Lead Research Organisation: University College London
Department Name: Maternal & Fetal Medicine

Abstract

Dopamine transporter deficiency syndrome (DTDS) is a devastating childhood neurotransmitter disorder. It clinically presents with progressive infantile parkinsonism-dystonia and is frequently misdiagnosed as cerebral palsy. The children are severely disabled with inability to control movement experiencing distressing hyperkinesia and dystonic postures. They progressively worsen with severe slowing of movements and muscle rigidity, termed parkinsonism. This results in severe neurodisability and is untreatable with medication or surgery, with a third dying by mid-adolescence. DTDS results from loss of function mutations the SLC6A3 gene coding for the Dopamine transporter (DAT). DAT functions to uptake dopamine to terminate dopamine neurotransmission and uptake dopamine for recycling and is physiologically expressed in specific brain regions (midbrain and striatum).
There is medical need to develop impactful treatment for this untreatable childhood neurological disorders. We aim to develop a potential cure for DTDS by delivering Adeno associated virus (AAV) mediated hDAT gene therapy. This will result in expression of normally functioning DAT to restore dopamine homeostasis to improve motor function, health and neurodisability of DTDS children.

Gene therapy for childhood neurological disorders is showing great promise. Adeno associated virus serotype 9 (AAV9) delivered intravenously rescued the Spinal muscular atrophy (SMA) mouse in 2010 and progressed to clinical trial within 4 years (NCT02122952). SMA type 1 is severe motor neuron disorder whereby affected babies do not achieve sitting and most die by 2years. Fifteen treated children have shown striking motor improvements, with 12 able to sit and some walking independently.

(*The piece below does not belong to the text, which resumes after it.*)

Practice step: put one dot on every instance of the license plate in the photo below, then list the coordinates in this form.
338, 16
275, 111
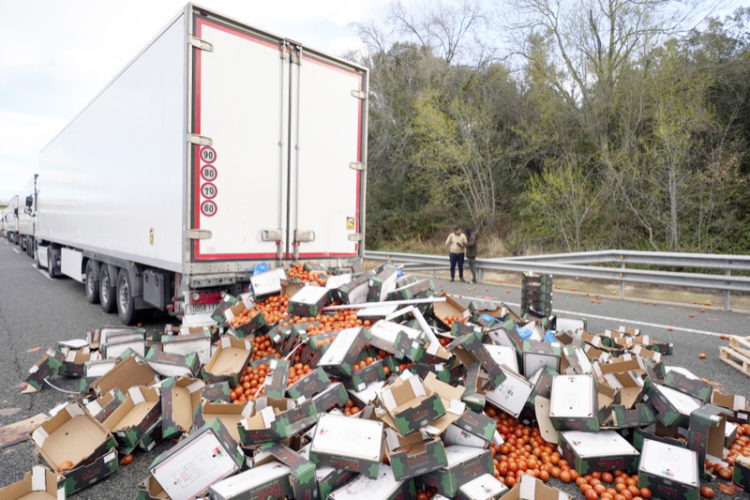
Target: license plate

Gene therapy is used to treat another childhood neurotransmitter disorder called Aromatic L-amino acid decarboxylase (AADC) deficiency, that is clinically similar to DTDS. Initially 4 children were treated by direct (stereotactic) injection of AAV2-AADC to a specific dopaminergic brain region called the putamen. This established clinical safety and all 4 children showed motor improvement. A subsequent phase II clinical trial has treated 18 children to date. Furthermore over 100 patients with Parkinson's disease, have safely received AAV2 gene therapy vectors delivered by stereotactic injection to the striatum or midbrain over the last decade. AAV2 gene therapies for Parkinson's disease have delivered dopamine synthesis genes to increase dopamine synthesis and provide good clinical evidence for the safety of AAV2 vectors and stereotactic injection.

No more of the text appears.